Chronicle for December. First Fortnight.

The music-seller extorts my unwilling respect. He is one of the very few human beings I have met with in the course of my life who is not to be cheated. He has taken a masterly advantage of our helplessness; and has imposed terms on us, for performances at Derby and Nottingham, with such a business-like disregard of all interests but his own that -- fond as I am of putting things down in black and white -- I really cannot prevail upon myself to record the bargain. It is needless to say, I have yielded with my best grace; sharing with my fair relative the wretched pecuniary prospects offered to us. Our turn will come. In the meantime, I cordially regret not having known the local music-seller in early life.

Personally speaking, I have no cause to complain of Miss Vanstone. We have arranged that she shall regularly forward her address (at the post-office) to her friends, as we move about from place to place. Besides communicating in this way with her sister, she also reports herself to a certain Mr. Clare, residing in Somersetshire, who is to forward all letters exchanged between herself and his son. Careful inquiry has informed me that this latter individual is now in China. Having suspected from the first that there was a gentleman in the background, it is highly satisfactory to know that he recedes into the remote perspective of Asia. Long may he remain there!

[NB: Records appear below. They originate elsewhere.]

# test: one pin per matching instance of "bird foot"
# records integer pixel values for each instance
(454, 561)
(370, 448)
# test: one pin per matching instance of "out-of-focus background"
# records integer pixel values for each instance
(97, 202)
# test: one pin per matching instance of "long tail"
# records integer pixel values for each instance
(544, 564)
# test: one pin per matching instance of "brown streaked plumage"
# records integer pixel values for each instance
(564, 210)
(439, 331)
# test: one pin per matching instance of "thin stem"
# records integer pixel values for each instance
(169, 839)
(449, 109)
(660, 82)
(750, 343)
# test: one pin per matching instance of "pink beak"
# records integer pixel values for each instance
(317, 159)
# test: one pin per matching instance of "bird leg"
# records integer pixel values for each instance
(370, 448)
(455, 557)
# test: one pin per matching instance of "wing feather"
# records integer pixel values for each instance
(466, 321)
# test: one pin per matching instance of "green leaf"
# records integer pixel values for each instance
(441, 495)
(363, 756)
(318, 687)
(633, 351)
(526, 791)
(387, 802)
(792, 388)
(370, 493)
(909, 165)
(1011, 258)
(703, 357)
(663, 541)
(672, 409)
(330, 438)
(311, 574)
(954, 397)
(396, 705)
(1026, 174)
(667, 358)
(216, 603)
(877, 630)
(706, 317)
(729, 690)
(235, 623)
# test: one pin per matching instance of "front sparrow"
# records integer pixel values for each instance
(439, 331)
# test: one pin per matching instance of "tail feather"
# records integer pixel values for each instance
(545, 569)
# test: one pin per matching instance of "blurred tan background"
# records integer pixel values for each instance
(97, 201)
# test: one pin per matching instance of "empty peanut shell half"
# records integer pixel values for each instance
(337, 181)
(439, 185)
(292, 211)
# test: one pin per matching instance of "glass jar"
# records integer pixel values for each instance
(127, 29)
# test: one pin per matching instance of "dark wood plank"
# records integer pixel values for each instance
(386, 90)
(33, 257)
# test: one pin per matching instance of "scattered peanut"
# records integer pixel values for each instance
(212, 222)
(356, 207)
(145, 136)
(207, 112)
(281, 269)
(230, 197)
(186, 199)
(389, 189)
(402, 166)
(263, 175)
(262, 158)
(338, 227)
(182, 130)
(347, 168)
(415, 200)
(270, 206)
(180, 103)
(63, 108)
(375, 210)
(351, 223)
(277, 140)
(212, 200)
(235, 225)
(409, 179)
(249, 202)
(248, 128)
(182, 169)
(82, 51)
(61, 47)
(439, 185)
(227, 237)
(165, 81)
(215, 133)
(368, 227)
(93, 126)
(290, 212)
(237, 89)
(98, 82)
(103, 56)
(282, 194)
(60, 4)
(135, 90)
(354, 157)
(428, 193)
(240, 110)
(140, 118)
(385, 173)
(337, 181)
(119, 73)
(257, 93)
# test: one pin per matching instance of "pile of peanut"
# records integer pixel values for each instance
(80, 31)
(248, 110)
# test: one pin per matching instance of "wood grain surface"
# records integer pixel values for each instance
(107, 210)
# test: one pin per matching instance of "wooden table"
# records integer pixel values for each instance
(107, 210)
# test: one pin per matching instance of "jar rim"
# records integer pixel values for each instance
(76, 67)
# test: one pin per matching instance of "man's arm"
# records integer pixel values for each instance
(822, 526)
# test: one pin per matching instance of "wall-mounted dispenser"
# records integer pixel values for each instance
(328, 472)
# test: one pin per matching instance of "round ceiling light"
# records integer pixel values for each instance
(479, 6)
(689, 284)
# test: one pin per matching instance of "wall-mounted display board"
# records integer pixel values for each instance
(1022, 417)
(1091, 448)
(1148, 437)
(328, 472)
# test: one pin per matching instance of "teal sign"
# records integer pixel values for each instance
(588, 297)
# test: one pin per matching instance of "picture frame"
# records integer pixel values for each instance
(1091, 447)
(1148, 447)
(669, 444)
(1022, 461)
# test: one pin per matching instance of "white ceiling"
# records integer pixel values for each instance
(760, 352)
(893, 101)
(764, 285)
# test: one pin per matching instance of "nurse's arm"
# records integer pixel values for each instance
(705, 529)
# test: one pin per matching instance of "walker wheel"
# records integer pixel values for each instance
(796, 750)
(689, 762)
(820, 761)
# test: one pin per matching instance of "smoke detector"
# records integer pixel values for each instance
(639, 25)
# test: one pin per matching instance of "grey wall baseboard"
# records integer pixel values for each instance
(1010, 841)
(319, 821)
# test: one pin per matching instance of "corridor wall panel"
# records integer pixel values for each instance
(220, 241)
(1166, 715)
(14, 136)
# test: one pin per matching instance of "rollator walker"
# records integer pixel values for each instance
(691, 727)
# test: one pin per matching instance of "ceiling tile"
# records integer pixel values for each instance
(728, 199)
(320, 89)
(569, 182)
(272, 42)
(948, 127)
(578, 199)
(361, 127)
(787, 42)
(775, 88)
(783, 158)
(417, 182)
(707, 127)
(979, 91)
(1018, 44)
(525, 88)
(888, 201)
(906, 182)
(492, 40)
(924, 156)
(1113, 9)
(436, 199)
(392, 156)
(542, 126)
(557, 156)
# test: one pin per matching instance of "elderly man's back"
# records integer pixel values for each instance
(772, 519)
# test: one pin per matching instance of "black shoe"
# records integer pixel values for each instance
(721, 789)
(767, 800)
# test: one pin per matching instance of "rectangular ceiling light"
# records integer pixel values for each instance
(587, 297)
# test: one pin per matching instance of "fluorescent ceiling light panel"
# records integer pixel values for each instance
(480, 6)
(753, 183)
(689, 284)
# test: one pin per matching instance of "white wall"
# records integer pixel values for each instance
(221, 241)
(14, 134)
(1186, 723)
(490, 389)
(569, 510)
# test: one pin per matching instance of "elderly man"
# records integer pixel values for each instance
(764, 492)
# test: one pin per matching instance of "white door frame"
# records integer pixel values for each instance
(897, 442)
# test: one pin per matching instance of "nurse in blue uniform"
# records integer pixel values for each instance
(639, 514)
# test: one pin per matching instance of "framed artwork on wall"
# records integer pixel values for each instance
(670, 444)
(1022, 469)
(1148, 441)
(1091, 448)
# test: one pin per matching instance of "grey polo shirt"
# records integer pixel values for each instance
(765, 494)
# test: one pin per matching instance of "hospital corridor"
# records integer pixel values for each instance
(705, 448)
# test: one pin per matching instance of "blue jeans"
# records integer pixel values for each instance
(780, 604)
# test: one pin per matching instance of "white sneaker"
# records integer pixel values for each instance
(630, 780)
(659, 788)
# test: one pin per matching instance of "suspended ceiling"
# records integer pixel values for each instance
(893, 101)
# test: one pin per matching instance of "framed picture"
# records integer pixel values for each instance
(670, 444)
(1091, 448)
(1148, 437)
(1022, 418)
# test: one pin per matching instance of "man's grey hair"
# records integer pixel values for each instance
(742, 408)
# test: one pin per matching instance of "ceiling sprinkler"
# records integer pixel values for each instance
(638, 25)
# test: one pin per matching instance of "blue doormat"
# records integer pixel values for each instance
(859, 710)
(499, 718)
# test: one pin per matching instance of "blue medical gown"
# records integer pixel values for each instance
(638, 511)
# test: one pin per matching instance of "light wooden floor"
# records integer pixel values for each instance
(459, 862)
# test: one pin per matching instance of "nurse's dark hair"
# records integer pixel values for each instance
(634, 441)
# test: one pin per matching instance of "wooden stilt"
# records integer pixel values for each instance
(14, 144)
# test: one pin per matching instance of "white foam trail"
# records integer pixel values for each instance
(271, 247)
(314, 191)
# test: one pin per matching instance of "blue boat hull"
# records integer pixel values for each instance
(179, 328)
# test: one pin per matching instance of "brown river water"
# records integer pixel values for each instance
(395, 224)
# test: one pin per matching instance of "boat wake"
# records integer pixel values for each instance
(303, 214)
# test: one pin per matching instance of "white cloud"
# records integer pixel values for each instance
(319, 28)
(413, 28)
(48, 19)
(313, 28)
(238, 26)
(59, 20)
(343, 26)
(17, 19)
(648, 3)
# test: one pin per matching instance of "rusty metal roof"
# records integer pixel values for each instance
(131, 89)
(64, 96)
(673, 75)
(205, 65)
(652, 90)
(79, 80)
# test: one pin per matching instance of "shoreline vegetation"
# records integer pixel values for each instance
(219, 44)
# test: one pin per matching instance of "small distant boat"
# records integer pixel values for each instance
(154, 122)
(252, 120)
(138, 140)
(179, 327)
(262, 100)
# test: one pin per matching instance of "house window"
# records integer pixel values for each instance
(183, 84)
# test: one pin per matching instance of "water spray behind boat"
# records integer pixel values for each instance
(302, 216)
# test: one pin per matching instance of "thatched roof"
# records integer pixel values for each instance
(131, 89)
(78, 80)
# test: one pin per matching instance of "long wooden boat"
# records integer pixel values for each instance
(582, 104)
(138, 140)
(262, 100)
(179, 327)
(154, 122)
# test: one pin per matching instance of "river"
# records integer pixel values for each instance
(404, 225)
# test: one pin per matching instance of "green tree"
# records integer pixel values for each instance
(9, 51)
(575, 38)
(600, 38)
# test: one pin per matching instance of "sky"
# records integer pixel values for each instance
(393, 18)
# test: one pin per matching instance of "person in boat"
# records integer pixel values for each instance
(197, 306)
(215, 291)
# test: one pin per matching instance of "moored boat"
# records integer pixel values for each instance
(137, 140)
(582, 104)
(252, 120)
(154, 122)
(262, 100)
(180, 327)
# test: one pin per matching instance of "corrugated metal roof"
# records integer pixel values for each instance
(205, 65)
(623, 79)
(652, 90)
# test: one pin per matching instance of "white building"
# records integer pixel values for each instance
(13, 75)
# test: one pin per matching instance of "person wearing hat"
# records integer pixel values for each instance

The trifling responsibility of finding a name for our talented Magdalen to perform under has been cast on my shoulders. She feels no interest whatever in this part of the subject. "Give me any name you like," she said; "I have as much right to one as to another. Make it yourself." I have readily consented to gratify her wishes. The resources of my commercial library include a list of useful names to assume; and we can choose one at five minutes' notice, when the admirable man of business who now oppresses us is ready to issue his advertisements. On this point my mind is easy enough: all my anxieties center in the fair performer. I have not the least doubt she will do wonders if she is only left to herself on the first night. But if the day's post is m ischievous enough to upset her by a letter from her s ister, I tremble for the consequences.